> For clean Markdown content of this page, append .md to this URL. For the complete documentation index, see https://docs.nvidia.com/dynamo/llms.txt. For full content including API reference and SDK examples, see https://docs.nvidia.com/dynamo/llms-full.txt.

# Standalone KV Indexer

## Overview

The standalone KV indexer (`dynamo-kv-indexer`) is a lightweight HTTP binary that subscribes to ZMQ KV event streams from workers, maintains a radix tree of cached blocks, and exposes HTTP endpoints for querying and managing workers.

This is distinct from the [Standalone Router](https://github.com/ai-dynamo/dynamo/blob/main/components/src/dynamo/router/README.md), which is a full routing service.

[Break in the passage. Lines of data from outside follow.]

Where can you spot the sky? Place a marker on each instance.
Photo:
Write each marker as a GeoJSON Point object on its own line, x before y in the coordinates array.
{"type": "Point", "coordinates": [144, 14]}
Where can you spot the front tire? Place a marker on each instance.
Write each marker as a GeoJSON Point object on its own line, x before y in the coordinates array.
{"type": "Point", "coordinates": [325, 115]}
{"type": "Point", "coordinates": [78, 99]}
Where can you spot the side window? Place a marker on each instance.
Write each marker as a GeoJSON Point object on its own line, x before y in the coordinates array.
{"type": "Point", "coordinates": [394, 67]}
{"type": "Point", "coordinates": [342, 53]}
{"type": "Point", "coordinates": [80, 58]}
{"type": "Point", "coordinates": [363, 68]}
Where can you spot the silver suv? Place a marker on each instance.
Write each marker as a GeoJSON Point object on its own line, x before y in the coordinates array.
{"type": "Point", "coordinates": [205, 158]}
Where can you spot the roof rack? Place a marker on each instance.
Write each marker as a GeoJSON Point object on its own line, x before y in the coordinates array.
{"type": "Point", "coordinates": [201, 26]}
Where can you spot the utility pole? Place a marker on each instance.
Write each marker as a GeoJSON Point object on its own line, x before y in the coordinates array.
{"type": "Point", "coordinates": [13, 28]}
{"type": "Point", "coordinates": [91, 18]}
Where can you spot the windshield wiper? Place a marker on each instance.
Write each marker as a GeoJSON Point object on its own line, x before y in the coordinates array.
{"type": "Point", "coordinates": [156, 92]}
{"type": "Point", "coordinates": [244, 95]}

The standalone indexer provides only the indexing and query layer without routing logic.

The HTTP API follows the [Mooncake KV Indexer RFC](https://github.com/kvcache-ai/Mooncake/issues/1403) conventions.

## Multi-Model and Multi-Tenant Support

The indexer maintains one radix tree per `(model_name, tenant_id)` pair. Workers registered with different model names or tenant IDs are isolated into separate indexers — queries against one model/tenant never return scores from another.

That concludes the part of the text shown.